Imprimé au « Devoir » (Cinquième sériep. 61-63).

XX

Les Égards


Vous êtes-vous déjà arrêté à tout ce que la phrase « avoir des égards » comporte de signification délicate et nuancée ?

La personne qui a des égards pour une autre personne devient une sorte de petite Providence invisible qui devine ce qui pourrait blesser, écarte ce qui est ennuyeux, adoucit le souci inévitable , ménage la joie imprévue, prévient les désirs. C’est autre chose que l’autorité qui impose sa vigilance, et c’est plus complet que le respect , un peu froid et qui maintient les distances. Avoir des égards pour les siens, c’est jouer dans la famille le rôle de l’ange gardien, attentivement et avec une discrétion qui ne gêne la liberté de personne.
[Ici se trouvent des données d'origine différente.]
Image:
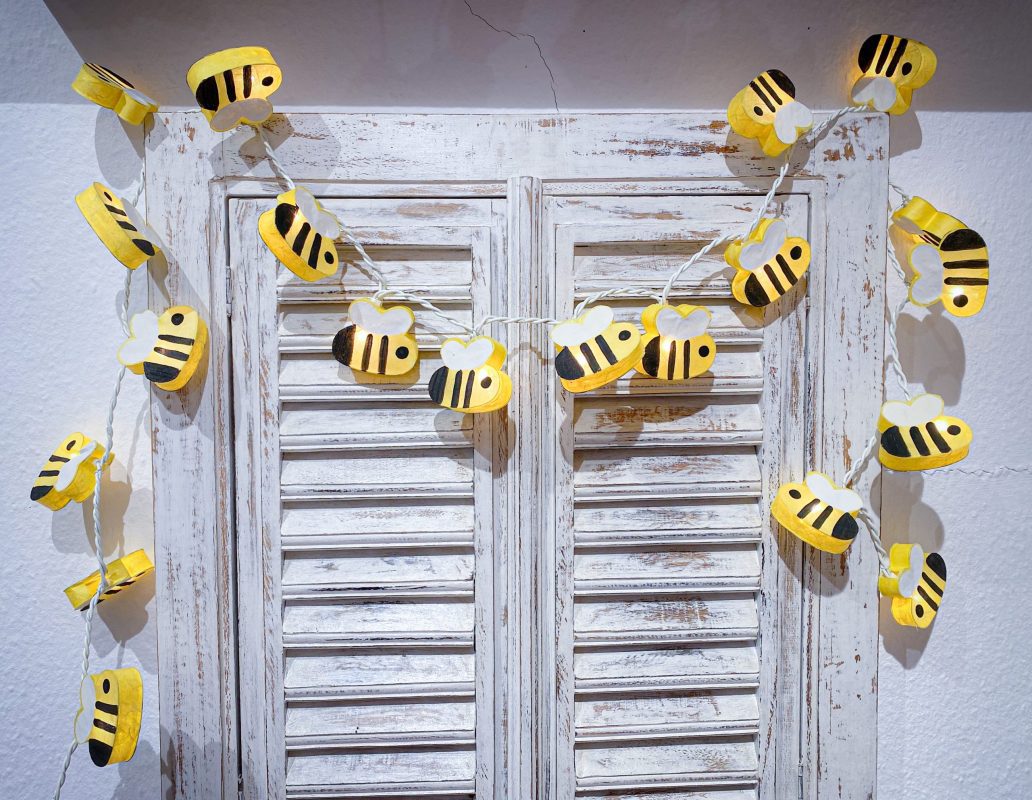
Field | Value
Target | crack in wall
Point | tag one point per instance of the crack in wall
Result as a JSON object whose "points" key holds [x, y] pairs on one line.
{"points": [[531, 37]]}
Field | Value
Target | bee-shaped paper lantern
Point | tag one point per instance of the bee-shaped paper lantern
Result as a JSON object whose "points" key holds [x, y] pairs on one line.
{"points": [[768, 262], [120, 226], [676, 346], [949, 260], [916, 436], [111, 705], [818, 512], [916, 584], [767, 110], [301, 234], [593, 350], [233, 86], [472, 380], [892, 67], [70, 473], [109, 90], [121, 573], [378, 340], [166, 350]]}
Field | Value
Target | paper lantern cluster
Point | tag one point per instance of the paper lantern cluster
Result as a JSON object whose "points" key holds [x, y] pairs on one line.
{"points": [[232, 87]]}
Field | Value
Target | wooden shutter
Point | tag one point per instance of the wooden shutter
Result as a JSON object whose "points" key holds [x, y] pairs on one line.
{"points": [[366, 669], [670, 648]]}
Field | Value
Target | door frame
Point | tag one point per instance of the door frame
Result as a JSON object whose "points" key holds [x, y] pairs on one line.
{"points": [[191, 174]]}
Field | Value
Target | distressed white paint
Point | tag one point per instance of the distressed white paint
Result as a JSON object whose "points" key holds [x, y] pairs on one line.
{"points": [[55, 135]]}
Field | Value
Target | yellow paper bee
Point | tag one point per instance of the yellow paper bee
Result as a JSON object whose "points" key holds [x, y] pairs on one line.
{"points": [[301, 234], [70, 473], [232, 87], [109, 90], [472, 380], [121, 574], [592, 350], [378, 340], [676, 346], [166, 350], [110, 709], [818, 512], [916, 584], [119, 225], [949, 260], [892, 67], [768, 262], [916, 436], [767, 110]]}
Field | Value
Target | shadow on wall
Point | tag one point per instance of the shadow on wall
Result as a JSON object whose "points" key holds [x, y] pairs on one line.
{"points": [[602, 55]]}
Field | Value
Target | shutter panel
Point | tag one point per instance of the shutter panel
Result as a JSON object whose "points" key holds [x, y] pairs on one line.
{"points": [[377, 517], [665, 560]]}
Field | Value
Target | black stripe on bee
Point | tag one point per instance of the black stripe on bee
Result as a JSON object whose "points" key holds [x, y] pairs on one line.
{"points": [[456, 386], [883, 55], [605, 348], [207, 94], [966, 281], [437, 386], [965, 238], [568, 366], [896, 58], [782, 81], [762, 95], [918, 441], [344, 344], [892, 442], [936, 437], [591, 360], [285, 214], [160, 373], [868, 51]]}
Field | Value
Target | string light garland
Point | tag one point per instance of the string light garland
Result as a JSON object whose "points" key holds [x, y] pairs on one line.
{"points": [[232, 88]]}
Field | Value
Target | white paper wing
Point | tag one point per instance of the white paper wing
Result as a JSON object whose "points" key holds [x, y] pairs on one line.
{"points": [[670, 323], [574, 331], [457, 355], [879, 92], [916, 412], [368, 316], [324, 223], [755, 255], [789, 120], [927, 286], [69, 468], [909, 578], [843, 500], [142, 339]]}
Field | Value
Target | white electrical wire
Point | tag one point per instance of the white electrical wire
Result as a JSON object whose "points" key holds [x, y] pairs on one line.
{"points": [[97, 540]]}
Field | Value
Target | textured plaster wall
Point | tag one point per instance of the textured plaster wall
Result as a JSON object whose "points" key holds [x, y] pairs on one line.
{"points": [[955, 709]]}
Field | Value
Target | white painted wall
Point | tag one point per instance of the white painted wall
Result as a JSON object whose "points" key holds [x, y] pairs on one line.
{"points": [[955, 707]]}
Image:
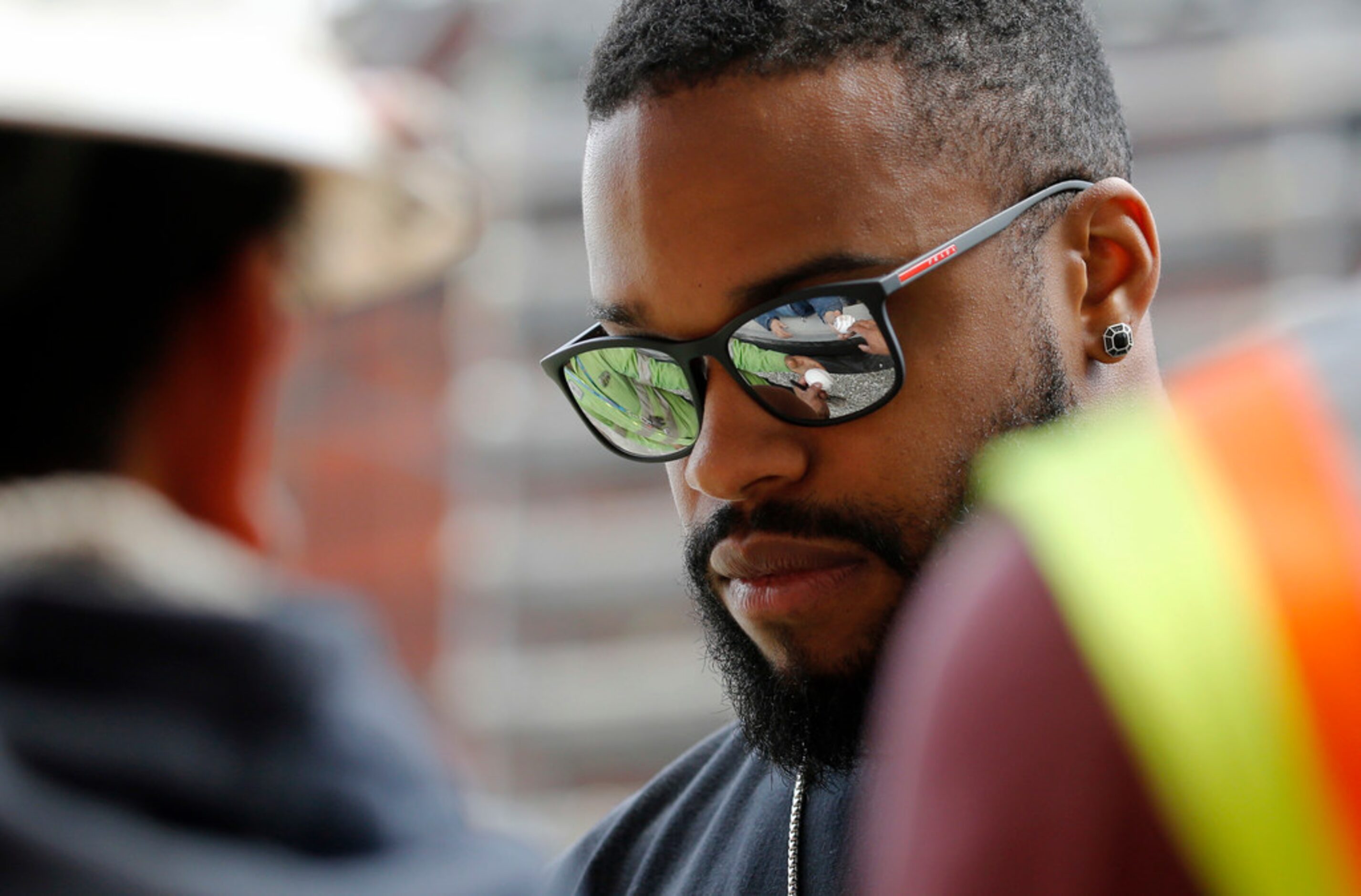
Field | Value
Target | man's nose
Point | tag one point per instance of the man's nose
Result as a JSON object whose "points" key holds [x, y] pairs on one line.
{"points": [[744, 452]]}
Comme la vie serait facilitée, si on s’habituait à avoir des égards les uns pour les autres au lieu de parler et d’agir inconsidérément, sans souci de contrarier ou de faire de la peine.
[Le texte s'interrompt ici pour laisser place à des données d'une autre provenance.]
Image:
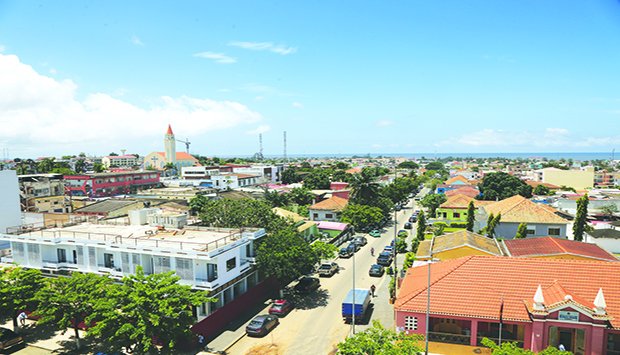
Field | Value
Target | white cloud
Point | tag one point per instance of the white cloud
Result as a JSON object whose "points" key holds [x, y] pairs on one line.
{"points": [[259, 130], [220, 58], [384, 123], [264, 46], [137, 41], [37, 111]]}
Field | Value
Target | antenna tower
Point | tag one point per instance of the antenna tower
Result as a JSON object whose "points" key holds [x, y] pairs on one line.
{"points": [[285, 158]]}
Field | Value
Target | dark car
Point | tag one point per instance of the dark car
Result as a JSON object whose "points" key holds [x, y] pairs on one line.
{"points": [[261, 325], [345, 252], [280, 308], [9, 339], [361, 241], [385, 258], [376, 270], [307, 284], [328, 269]]}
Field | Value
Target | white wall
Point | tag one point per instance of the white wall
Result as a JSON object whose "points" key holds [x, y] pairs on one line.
{"points": [[10, 213]]}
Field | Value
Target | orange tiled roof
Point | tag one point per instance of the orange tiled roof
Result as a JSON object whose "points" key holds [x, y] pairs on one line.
{"points": [[518, 209], [556, 246], [475, 286], [333, 203]]}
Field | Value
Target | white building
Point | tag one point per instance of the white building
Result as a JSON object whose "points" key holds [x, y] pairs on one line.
{"points": [[10, 213], [216, 260]]}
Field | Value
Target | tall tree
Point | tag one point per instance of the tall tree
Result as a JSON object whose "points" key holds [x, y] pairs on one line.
{"points": [[579, 226], [471, 216], [17, 291], [144, 308], [285, 255], [521, 231], [421, 226], [65, 301], [379, 340]]}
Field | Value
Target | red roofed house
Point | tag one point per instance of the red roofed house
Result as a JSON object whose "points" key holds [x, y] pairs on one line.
{"points": [[556, 248], [158, 160], [328, 210], [537, 302]]}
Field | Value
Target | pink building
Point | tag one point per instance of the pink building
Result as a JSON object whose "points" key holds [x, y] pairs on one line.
{"points": [[110, 184]]}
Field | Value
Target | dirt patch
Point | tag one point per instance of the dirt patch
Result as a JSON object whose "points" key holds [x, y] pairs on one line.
{"points": [[265, 349]]}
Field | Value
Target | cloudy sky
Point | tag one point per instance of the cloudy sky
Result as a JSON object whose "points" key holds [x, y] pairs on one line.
{"points": [[339, 77]]}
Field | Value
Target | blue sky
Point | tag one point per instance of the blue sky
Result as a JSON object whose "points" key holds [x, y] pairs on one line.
{"points": [[339, 77]]}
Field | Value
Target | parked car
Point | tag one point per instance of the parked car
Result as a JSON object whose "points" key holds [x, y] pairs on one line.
{"points": [[361, 241], [307, 284], [345, 252], [385, 258], [281, 308], [328, 269], [9, 339], [376, 270], [261, 325], [354, 246]]}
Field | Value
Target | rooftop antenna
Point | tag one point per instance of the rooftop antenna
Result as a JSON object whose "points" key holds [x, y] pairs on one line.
{"points": [[285, 158]]}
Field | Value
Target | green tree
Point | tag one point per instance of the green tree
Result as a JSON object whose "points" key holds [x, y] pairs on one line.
{"points": [[521, 231], [542, 190], [324, 250], [421, 226], [65, 301], [500, 185], [197, 203], [301, 196], [432, 202], [285, 255], [17, 291], [380, 341], [362, 217], [98, 167], [143, 308], [580, 224], [471, 216]]}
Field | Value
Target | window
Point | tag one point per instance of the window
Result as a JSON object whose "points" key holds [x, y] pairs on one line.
{"points": [[231, 264], [62, 255], [411, 323], [211, 272]]}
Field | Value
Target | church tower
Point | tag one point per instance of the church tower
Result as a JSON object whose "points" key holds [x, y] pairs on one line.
{"points": [[170, 148]]}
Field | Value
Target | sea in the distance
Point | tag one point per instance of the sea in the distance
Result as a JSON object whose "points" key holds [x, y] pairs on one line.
{"points": [[580, 156]]}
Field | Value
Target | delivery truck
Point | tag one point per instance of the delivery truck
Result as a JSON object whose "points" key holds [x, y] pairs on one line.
{"points": [[356, 302]]}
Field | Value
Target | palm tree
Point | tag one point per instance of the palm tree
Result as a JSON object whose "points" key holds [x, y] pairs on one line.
{"points": [[365, 188]]}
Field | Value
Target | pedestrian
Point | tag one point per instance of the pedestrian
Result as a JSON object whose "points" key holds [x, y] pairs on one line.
{"points": [[22, 318]]}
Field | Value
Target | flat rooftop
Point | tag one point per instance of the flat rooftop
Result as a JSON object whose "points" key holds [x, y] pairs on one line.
{"points": [[189, 239]]}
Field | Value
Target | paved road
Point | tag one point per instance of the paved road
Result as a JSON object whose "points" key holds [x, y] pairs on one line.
{"points": [[316, 326]]}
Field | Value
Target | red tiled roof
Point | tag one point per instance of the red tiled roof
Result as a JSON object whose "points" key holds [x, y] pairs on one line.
{"points": [[475, 286], [333, 203], [555, 246]]}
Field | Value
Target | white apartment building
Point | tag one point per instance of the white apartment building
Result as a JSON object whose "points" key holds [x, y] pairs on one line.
{"points": [[216, 260]]}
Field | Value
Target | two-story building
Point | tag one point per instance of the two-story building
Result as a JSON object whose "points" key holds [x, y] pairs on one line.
{"points": [[217, 260]]}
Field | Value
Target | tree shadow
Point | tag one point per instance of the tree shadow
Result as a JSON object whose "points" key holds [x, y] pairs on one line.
{"points": [[314, 299]]}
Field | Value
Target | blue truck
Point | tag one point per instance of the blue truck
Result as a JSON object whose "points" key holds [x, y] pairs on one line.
{"points": [[357, 307]]}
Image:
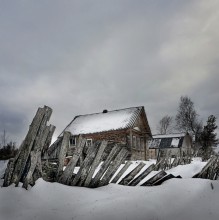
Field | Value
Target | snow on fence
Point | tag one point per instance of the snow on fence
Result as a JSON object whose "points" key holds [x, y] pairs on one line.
{"points": [[28, 166]]}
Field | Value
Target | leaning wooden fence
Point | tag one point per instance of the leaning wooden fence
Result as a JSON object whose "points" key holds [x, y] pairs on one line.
{"points": [[98, 168]]}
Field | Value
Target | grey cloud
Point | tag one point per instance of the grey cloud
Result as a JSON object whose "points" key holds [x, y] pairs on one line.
{"points": [[83, 57]]}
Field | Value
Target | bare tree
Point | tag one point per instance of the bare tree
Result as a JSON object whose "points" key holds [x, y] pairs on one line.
{"points": [[4, 138], [209, 137], [187, 117], [165, 125]]}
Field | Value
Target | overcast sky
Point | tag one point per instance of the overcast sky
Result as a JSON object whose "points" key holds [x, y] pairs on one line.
{"points": [[82, 57]]}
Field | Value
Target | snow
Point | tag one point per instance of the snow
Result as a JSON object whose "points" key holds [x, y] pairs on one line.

On peut avoir des égards de bien des manières : égards de paroles, égards de silence, égards de petites attentions, égards dus au caractère et au tempérament des autres : ils ne se referont pas plus que nous ne nous refaisons nous-mêmes et nous devons avoir de l’indulgence pour ce qui nous déplaît chez eux mais dont ils ne sont pas pleinement responsables.

S’exercer dans la famille à avoir des égards pour tous, c’est faire plus pour le bonheur des siens que si nous leur donnions une fortune. On a toujours dit que les hommes sont plus égoïstes que nous, et il semble que, dans le détail de la vie, ils savent moins s’oublier que les femmes, mais qui niera qu’ils se dévouent autrement que nous, et parfois davantage, dans leur vie extérieure remplie de tant de tracas, d’inquiétudes, de travail ingrat ? Il est indéniable que beaucoup se font mourir pour procurer le bien-être à leur famille, et que parfois celle-ci ne semble pas se douter des sacrifices faits pour elle, et en abuser par son manque d’économie et ses exigences.
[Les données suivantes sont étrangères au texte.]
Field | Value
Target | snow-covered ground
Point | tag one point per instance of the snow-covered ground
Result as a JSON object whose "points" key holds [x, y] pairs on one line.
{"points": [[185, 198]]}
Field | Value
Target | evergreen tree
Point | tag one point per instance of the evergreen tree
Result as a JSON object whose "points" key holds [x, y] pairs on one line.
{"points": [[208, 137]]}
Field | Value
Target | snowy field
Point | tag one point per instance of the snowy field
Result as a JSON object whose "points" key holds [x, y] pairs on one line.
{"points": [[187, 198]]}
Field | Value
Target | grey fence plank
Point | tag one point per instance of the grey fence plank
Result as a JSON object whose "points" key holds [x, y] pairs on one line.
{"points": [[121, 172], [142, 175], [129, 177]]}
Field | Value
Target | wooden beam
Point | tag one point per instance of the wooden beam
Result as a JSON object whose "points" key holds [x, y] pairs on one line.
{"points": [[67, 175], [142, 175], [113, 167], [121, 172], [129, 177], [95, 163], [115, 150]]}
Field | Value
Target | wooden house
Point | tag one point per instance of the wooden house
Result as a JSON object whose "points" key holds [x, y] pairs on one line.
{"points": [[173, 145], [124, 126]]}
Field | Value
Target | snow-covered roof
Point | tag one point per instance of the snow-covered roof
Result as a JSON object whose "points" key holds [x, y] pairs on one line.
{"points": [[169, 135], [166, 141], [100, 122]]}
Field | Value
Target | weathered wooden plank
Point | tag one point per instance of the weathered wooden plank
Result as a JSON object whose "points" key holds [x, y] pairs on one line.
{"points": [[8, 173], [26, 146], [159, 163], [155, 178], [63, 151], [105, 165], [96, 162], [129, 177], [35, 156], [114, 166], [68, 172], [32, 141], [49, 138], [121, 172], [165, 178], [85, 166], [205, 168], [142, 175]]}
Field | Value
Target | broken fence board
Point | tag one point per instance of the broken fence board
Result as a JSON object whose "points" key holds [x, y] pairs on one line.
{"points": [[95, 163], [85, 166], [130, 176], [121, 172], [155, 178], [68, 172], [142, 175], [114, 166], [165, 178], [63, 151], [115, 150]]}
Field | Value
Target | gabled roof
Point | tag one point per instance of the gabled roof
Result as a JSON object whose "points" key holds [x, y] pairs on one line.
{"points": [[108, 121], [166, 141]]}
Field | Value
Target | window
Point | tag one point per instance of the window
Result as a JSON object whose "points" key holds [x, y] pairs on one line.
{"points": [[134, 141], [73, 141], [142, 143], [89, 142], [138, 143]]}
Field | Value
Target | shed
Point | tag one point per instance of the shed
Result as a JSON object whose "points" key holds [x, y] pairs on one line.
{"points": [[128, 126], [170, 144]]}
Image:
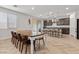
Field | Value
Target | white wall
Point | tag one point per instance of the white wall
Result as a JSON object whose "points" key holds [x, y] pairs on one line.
{"points": [[73, 24], [22, 22]]}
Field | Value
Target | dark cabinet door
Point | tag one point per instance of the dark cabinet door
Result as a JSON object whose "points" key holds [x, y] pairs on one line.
{"points": [[77, 28]]}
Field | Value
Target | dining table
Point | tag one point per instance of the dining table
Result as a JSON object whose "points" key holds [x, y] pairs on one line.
{"points": [[32, 36]]}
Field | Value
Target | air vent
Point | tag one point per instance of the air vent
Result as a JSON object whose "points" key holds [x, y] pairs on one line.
{"points": [[15, 6]]}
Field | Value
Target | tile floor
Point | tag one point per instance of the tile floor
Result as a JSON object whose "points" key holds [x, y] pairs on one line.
{"points": [[65, 45]]}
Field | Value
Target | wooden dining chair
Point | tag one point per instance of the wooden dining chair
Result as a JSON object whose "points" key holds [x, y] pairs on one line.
{"points": [[38, 39], [12, 37]]}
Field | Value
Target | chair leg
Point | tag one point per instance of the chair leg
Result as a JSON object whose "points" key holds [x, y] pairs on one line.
{"points": [[43, 42], [19, 46], [39, 43], [34, 45], [22, 47], [26, 49]]}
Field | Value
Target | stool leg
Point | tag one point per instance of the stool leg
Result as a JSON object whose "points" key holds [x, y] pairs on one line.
{"points": [[26, 49]]}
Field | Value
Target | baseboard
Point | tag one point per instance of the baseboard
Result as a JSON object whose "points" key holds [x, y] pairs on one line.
{"points": [[4, 38]]}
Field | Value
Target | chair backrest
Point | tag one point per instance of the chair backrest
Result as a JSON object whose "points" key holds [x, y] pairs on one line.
{"points": [[12, 33], [19, 37]]}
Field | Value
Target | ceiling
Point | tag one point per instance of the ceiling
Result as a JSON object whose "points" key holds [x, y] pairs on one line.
{"points": [[48, 11]]}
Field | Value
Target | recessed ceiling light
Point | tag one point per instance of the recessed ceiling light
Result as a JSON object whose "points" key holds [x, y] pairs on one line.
{"points": [[50, 12], [67, 8], [33, 8], [40, 15]]}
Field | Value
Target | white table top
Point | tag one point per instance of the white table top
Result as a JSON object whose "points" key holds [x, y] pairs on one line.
{"points": [[63, 26]]}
Je pense qu’on ne peut jamais trop prêcher aux femmes d’avoir des égards pour leur mari, leur père, leurs frères, afin de faire de la maison le lieu de repos dont la seule pensée soit rafraîchissante, au travers des ennuis quotidiens de ceux dont la vie extérieure est laborieuse et si souvent pénible.

Que de foyers, au contraire, sont une arène où des adversaires, qui se sont aimés, versent le sang de leur cœur à lutter avec orgueil et violence, et le triste résultat de faire croître la haine sur les ruines de l’amour.

Ne semble-t-il pas que si, dès les premiers différends, il y eut eu un peu d’égards, plus de délicatesse dans les procédés, plus de politesse dans les discours, on n’en serait pas à ce point que chaque parole fait une blessure ?

Qu’on ne m’accuse pas de dire que ce sont les femmes qui sont responsables de ces duels cruels dont elles souffrent encore plus que leurs compagnons, mais elles y ont toujours leur part de responsabilité, et plus de finesse, de souplesse, de douceur, d’oubli de soi, les auraient singulièrement aidées si elles avaient fait usage constamment de ces égards qui sont l’huile dans les rouages.

Nous avons tous le tort immense de vouloir ignorer le tempérament et la nature de ceux avec qui nous vivons, et de tout apprécier à notre seul point de vue. C’est un manque d’intelligence et la cause de la plupart des mésententes qui séparent ceux qui ont cru pourtant ne pouvoir trouver le bonheur qu’en s’unissant.